Even given that incredibly broad measure of Florida being in the “20 worst states,” out of 50, the paper’s own figures put Florida’s performance ahead of blue states New Jersey, Michigan, and Massachusetts. Florida also has the most senior citizens, the segment most vulnerable to the virus, as a percentage of population.
Mazzei also had to hedge her condemnation, given that excessive, anti-scientific liberal mandates have quickly begun to evaporate even in blue states, though she tried to cover the retreat.
Some of Dr. Ladapo’s positions, like his opposition to lockdowns and mask-wearing in schools, have been conservative stances for some time and are beginning to be accepted by liberal leaders now that more people are vaccinated and cases are plummeting. But these views were relatively rare among physicians in charge of public health policy at the time he was espousing them.
So, Ladapo was ahead of the curve? The nitpicking continued.
Though Dr. Ladapo has acknowledged that vaccines are highly effective at preventing hospitalization and death, he said in October that “adverse reactions” to vaccines should receive more attention and urged people to “stick with their intuition and their sensibilities.”
Mazzei buried deep the inconvenient fact that for all DeSantis’s supposed anti-vax posing, Florida’s vaccination rate is slightly above the national average.

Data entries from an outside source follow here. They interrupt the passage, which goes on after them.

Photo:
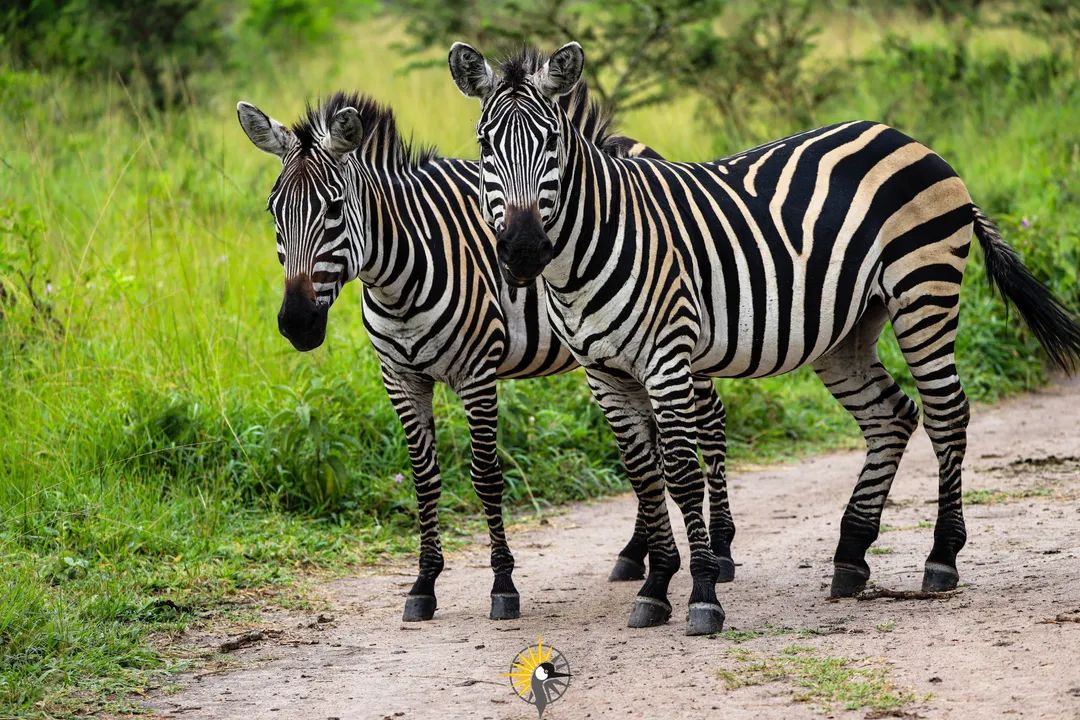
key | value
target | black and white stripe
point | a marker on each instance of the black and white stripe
(795, 253)
(353, 201)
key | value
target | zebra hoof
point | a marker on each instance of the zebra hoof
(939, 578)
(649, 612)
(625, 569)
(505, 606)
(419, 608)
(848, 581)
(727, 570)
(704, 619)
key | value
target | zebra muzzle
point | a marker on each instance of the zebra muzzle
(301, 321)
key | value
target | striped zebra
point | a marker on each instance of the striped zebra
(354, 201)
(795, 253)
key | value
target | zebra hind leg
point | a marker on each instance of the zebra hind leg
(927, 335)
(887, 416)
(482, 410)
(628, 410)
(713, 443)
(674, 406)
(412, 398)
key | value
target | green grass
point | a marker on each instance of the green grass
(147, 409)
(824, 681)
(990, 497)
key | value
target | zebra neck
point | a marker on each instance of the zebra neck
(388, 236)
(585, 228)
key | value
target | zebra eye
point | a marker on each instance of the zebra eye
(334, 209)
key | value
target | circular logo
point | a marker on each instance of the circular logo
(539, 675)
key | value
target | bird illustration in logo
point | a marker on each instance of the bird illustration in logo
(539, 675)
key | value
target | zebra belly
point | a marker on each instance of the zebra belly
(532, 348)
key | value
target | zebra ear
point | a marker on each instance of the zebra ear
(347, 132)
(562, 71)
(472, 75)
(265, 132)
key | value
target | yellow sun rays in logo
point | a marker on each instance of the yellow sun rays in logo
(527, 661)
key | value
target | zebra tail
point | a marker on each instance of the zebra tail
(1044, 314)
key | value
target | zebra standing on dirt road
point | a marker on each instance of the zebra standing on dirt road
(795, 253)
(352, 201)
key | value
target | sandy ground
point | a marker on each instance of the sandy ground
(986, 652)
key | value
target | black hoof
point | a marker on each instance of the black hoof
(626, 569)
(940, 578)
(649, 612)
(704, 619)
(419, 608)
(505, 606)
(848, 581)
(727, 570)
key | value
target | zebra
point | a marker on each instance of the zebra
(794, 253)
(355, 201)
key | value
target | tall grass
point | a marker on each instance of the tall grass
(145, 470)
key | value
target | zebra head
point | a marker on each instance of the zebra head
(523, 136)
(309, 206)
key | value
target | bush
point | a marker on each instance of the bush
(150, 44)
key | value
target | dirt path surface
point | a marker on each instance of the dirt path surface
(985, 652)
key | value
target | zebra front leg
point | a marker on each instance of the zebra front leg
(713, 443)
(482, 409)
(630, 565)
(412, 398)
(675, 409)
(626, 407)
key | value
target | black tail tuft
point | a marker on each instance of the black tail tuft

About 66 percent of Floridians are fully vaccinated, compared with 64 percent of all Americans, but the state ranks lower than average when it comes to booster shots. Mr. DeSantis will not say if he has gotten boosted, even after Mr. Trump seemed to swipe at him, calling politicians who would not reveal their full vaccination history “gutless.”
Physicians have been disheartened at the lack of support to improve vaccination rates among vulnerable communities.